The agency also pointed to the TikTok challenge that provokes people to hallucinate by taking large doses of over-the-counter antihistamine diphenhydramine. Known as the “Benadryl Challenge,” the FDA reports reports of teenagers being admitted to hospital emergency rooms or dying after attending.

Why is youth so vulnerable?

According to the American Academy of Pediatrics, the teenage brain is not fully developed. In fact, the prefrontal cortex, which governs rational thinking, problem-solving, and consequences, does not fully develop until the mid-1920s. That’s why teens and young adults are often impulsive and more likely to act without considering the consequences, AAP said.

“Children won’t necessarily stop thinking that laundry detergent is a poison that can burn their throats and damage their airways. Or that inappropriate use of dr*gs like diphenhydramine (Benadryl) can cause serious heart problems, seizures and coma, ”AAP warned. website.

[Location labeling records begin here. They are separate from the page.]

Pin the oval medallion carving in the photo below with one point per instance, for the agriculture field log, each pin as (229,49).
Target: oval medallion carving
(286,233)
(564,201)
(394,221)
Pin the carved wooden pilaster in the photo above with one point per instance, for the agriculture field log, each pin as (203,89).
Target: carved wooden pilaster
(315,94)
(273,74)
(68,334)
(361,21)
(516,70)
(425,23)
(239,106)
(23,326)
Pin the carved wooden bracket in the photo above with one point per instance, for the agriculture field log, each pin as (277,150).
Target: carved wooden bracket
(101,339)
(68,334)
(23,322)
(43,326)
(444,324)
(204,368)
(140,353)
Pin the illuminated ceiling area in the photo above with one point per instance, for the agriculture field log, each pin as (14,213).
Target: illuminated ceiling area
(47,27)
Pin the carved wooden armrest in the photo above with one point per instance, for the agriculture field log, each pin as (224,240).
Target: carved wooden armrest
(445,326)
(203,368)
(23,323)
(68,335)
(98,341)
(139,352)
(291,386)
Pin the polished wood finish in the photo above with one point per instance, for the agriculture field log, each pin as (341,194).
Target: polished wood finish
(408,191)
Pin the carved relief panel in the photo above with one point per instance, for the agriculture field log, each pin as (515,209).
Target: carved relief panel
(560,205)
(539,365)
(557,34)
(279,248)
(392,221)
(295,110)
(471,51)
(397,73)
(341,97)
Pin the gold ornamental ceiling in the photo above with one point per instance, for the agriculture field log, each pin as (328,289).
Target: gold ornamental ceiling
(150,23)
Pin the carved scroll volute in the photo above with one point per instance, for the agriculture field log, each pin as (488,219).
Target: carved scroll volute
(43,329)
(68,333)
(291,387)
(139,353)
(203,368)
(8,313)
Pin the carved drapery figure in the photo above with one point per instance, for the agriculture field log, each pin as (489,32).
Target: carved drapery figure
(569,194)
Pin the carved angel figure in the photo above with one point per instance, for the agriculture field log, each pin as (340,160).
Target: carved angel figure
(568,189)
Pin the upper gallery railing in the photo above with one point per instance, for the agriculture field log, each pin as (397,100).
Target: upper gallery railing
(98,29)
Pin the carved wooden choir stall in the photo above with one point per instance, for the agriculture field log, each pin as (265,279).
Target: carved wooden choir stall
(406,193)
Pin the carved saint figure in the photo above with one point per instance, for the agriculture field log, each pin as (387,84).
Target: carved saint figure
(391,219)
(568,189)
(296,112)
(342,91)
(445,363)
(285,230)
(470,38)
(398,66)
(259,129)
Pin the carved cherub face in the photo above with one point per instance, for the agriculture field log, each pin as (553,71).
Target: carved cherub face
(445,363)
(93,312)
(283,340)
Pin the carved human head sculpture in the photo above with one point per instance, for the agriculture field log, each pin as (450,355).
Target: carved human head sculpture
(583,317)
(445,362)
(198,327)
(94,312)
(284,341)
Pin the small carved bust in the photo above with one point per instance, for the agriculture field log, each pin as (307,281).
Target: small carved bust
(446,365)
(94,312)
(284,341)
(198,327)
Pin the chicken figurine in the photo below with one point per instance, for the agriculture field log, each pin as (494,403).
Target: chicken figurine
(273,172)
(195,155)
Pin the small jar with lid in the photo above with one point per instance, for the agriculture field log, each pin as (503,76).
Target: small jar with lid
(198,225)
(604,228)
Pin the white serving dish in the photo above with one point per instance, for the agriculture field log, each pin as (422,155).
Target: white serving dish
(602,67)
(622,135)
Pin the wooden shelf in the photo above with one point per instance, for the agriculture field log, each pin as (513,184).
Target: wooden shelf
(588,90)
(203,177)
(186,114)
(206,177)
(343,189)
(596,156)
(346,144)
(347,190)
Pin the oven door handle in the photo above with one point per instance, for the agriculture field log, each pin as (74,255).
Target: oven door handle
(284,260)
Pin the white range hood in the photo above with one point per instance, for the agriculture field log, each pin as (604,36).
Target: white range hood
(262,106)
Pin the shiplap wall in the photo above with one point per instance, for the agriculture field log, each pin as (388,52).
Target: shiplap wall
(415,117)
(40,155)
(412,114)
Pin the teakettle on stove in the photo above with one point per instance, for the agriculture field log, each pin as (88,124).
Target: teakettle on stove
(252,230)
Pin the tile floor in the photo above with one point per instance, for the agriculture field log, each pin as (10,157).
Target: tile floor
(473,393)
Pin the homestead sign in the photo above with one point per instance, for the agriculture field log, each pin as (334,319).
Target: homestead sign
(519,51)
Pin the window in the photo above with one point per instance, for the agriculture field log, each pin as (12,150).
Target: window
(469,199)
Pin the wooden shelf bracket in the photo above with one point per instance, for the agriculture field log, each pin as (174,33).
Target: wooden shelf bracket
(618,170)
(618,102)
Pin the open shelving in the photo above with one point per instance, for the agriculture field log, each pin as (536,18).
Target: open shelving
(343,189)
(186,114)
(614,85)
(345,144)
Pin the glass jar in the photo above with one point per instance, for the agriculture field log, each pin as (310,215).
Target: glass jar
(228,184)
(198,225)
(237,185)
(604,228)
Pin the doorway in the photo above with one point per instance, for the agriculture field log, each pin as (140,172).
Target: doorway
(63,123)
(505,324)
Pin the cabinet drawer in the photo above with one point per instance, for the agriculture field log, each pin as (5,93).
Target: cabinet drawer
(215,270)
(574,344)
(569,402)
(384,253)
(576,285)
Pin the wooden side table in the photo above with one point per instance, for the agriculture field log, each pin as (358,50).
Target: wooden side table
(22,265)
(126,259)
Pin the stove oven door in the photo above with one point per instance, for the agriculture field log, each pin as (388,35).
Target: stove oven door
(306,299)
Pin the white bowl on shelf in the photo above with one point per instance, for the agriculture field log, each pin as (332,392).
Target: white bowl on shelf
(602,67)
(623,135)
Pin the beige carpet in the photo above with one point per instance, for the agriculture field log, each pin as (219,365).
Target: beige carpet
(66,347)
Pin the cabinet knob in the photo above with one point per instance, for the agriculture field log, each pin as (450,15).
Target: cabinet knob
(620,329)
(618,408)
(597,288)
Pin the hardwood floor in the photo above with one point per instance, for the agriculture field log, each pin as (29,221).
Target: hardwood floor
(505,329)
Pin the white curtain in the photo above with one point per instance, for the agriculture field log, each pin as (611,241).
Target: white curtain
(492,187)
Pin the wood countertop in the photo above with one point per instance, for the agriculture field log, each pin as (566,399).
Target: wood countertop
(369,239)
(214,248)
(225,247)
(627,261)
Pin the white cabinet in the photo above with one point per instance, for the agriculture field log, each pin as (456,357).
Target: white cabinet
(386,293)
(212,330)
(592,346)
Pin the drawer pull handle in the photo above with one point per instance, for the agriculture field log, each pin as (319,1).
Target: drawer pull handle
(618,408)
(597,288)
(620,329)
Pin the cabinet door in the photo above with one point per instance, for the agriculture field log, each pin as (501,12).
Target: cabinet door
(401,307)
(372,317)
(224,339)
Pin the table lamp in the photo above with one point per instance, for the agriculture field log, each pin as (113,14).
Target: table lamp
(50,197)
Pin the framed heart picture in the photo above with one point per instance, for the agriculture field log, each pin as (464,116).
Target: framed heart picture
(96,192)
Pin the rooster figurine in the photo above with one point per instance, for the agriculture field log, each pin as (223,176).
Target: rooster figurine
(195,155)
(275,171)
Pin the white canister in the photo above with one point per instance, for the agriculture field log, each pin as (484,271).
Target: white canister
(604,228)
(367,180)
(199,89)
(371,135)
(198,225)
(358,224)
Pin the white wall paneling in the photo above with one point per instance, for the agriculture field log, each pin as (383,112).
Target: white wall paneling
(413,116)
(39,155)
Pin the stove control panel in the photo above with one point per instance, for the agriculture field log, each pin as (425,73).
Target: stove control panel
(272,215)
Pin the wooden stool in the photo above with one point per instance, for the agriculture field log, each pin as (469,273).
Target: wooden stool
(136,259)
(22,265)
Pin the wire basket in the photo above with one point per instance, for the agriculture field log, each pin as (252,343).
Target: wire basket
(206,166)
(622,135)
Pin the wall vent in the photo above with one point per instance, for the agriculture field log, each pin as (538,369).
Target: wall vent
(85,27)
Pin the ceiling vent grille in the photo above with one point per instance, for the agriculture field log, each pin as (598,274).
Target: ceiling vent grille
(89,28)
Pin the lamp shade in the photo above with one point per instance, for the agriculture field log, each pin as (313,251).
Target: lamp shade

“They will focus on how a popular kid in the class did it and received hundreds of likes and comments,” the AAP website said. “Social media rewards outrageous behavior, and the more outrageous, the greater the bragging rights.”

Given the huge impact of social media on teen behavior, how can parents and guardians prevent their children from participating in such challenges?

Keep lines of communication open, the AAP suggested. Ask your teen and his friends about the challenges on social media and discuss them “calmly and without judgment,” while encouraging them to think about any potential negative effects.

“Remind your kids that overdosing can occur with both OTC (over-the-counter) and prescription dr*gs,” the FDA said. Keep all over-the-counter and prescription medications safe at home, the agency said.

If your teen seems reluctant to talk about what he has seen, ask about his friends instead: “Sometimes children are more likely to talk about their peers than about themselves,” AAP noted.

If your child appears to have taken too much medication and “is hallucinating, unable to wake up, has had or has a seizure, has difficulty breathing, has fallen, or shows other signs of drug abuse, call 911 for immediate help. Get medical help or contact Poison Control at 1-800-222-1222 or online, ”the FDA said.